The potential benefit is to shrink the large safety margin, irradiate less healthy tissue, reducing radiation toxicity to normal tissue (fewer side effects) and maintain non-inferior tumour control.

Beneficiaries of this technology are lung (and other thorax) cancer patients, in particular those whose tumour moves significantly with breathing.
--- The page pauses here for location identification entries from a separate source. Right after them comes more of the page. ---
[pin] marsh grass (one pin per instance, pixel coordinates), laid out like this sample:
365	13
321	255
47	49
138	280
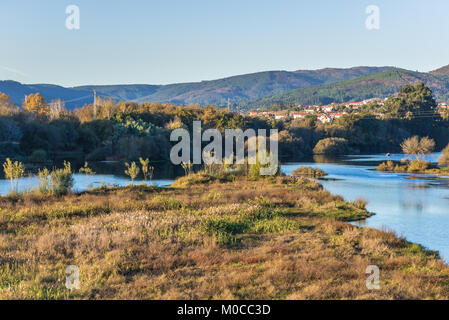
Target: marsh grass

The project is important as some patients at the Trust have to travel to other centres to receive this form of treatment (albeit gating without SGRT, using inferior techniques). Patients who are treated locally receive unnecessary doses of harmful radiation to their healthy lung and other non-cancerous tissue.

Minimising side effects

Mr Naylor said: ‘As a healthcare scientist working in radiotherapy physics, I work with my colleagues to make sure we deliver the right dose of radiation, to the right place, so our patients’ cancer is treated whilst minimising side effects to healthy tissues. This is more complex for lung cancer because the tumour moves as the patient breathes.

‘I have been working with surface guided radiotherapy (SGRT) since around 2018 at our centre – part of the team who selected and implemented SGRT provided by the manufacturer Vision RT.  During this fellowship, I will work closely with Vision RT to develop a new Respiratory Module feature which will allow us to more accurately treat lung cancer and reduce the side effects experienced by patients. 

‘It is a huge privilege to win this innovation fellowship and it is a great opportunity to be able to improve the care we give our patients – some lung cancer patients currently have to travel to other radiotherapy centres and this new technology will allow us to treat them here.

‘It is really exciting to be able to work with Vision RT on this project – we are one of only a couple of centres in the world who are doing this pre-clinical testing and it allows us to ensure the technology fits our patients’ needs.  The fellowship also provides opportunity to link up with, and learn from, experts in Devices for Dignity MedTech, NHS England and others which will be a really valuable experience.’

Dr Anna Barnes, IPEM’s President, said: ‘My congratulations to Joshua on achieving this fellowship. The work he is undertaking demonstrates the importance of innovation in healthcare science to benefit patients and I wish him well with his project.’